On using prototype reduction schemes to enhance the computation of volume-based inter-class overlap measures

  • Authors:
  • Sang-Woon Kim;B. John Oommen

  • Affiliations:
  • Department of Computer Science and Engineering, Myongji University, Yongin 449-728, Republic of Korea;School of Computer Science, Carleton University, Ottawa, Canada K1S 5B6 and University of Agder, Grimstad, Norway

  • Venue:
  • Pattern Recognition
  • Year:
  • 2009

Quantified Score

Hi-index 0.01

Visualization

Abstract

In most pattern recognition (PR) applications, it is advantageous if the accuracy (or error rate) of the classifier can be evaluated or bounded prior to testing it in a real-life setting. It is also well known that if the two class-conditional distributions have a large overlapping volume (almost all the available work on ''overlapping of classes'' deals with the case when there are only two classes), the classification accuracy is poor. This is because if we intend to use the classification accuracy as a criterion for evaluating a PR system, the points within the overlapping volume tend to lead to maximal misclassification. Unfortunately, the computation of the indices which quantify the overlapping volume is expensive. In this vein, we propose a strategy of using a prototype reduction scheme (PRS) to approximately, but quickly, compute the latter.

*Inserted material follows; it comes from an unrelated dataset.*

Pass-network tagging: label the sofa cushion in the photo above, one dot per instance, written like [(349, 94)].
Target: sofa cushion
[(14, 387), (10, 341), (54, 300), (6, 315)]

In this paper, we demonstrate, first of all, that this is an extremely expedient proposition. Indeed, we show that by completely discarding (we are not aware of any reported scheme which discards ''irrelevant'' sample (training) points, and which simultaneously attains to an almost-comparable accuracy) the points not included by the PRS, we can obtain a reduced set of sample points, using which, in turn, the measures for the overlapping volume can be computed. The value of the corresponding figures is comparable to those obtained with the original training set (i.e., the one which considers all the data points) even though the computations required to obtain the prototypes and the corresponding measures are significantly less. The proposed method has been rigorously tested on artificial and real-life datasets, and the results obtained are, in our opinion, quite impressive-sometimes faster by two orders of magnitude.